Amarone, destinazione prestigio
Si può avere un grande successo di mercato, essere un fenomeno commerciale, con grande apprezzamento dei consumatori a livello mondiale, e al tempo stesso non essere considerato un vino di prestigio?
Sembrerebbe di sì. Stiamo parlando dell’Amarone della Valpolicella. Quella dell’Amarone è una storia straordinaria e paradossale al tempo stesso.
Una storia che è emersa nuovamente dalle parole di Emilio Pedron, oggi amministratore delegato di Bertani Domains, uno dei manager che più d’altri ha avuto vari ruoli e responsabilità nello sviluppo di questo grande vino italiano, anche nelle vesti nel passato di presidente del Consorzio tutela vini Valpolicella.

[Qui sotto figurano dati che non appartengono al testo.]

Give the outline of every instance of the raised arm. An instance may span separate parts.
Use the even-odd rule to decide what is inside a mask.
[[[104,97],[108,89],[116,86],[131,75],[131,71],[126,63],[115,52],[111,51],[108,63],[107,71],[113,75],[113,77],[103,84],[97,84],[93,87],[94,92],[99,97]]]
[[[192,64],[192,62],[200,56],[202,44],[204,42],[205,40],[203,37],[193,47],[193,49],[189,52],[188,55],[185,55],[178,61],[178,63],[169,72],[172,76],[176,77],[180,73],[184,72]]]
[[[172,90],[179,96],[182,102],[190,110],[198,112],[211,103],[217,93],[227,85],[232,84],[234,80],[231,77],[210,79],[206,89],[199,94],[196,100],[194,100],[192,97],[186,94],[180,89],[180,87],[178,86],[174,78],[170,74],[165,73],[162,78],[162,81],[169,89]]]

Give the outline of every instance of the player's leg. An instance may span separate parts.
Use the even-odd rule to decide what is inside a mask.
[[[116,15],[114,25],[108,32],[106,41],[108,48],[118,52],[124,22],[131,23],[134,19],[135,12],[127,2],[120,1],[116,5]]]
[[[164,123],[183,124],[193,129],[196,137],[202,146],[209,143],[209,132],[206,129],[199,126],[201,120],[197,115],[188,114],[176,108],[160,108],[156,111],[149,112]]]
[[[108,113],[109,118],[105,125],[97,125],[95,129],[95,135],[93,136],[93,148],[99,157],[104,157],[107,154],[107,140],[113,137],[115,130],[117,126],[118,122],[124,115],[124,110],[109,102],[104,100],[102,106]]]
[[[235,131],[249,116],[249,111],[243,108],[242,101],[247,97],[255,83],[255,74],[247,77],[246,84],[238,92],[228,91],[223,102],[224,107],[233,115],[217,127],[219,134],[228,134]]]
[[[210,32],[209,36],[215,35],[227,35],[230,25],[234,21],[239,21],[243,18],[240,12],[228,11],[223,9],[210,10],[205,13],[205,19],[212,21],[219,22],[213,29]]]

Pedron è intervenuto in un’interessante tavola rotonda tenutasi il 29 aprile scorso presso il centro congressi di Villa Quaranta (proprietà della famiglia Tommasi, tra i brand più storici della Valpolicella), organizzata dal Comitato Festa vini classici della Valpolicella (che festeggiavano, tra l’altro il loro 60° di attività).
Come ha ricordato Daniele Accordini, direttore della Cantina di Negrar (altra protagonista storica della Valpolicella) durante l’introduzione alla tavola rotonda, la denominazione Valpolicella e, in particolare, l’Amarone si trova oggi davanti ad una sorta di “bivio esistenziale”. Da un lato un successo straordinario durato oltre vent’anni e dall’altro i primi segnali di difficoltà che non possono non far riflettere su come gestire il futuro di questa importante denominazione.
Capire le evoluzioni dell’Amarone può essere molto utile anche per comprendere l’importanza della gestione del successo di una denominazione, di una tipologia di vino.
Pedron ha ricordato come l’Amarone sia stato forse tra i vini, a livello mondiale, di maggior successo di quest’ultimo ventennio.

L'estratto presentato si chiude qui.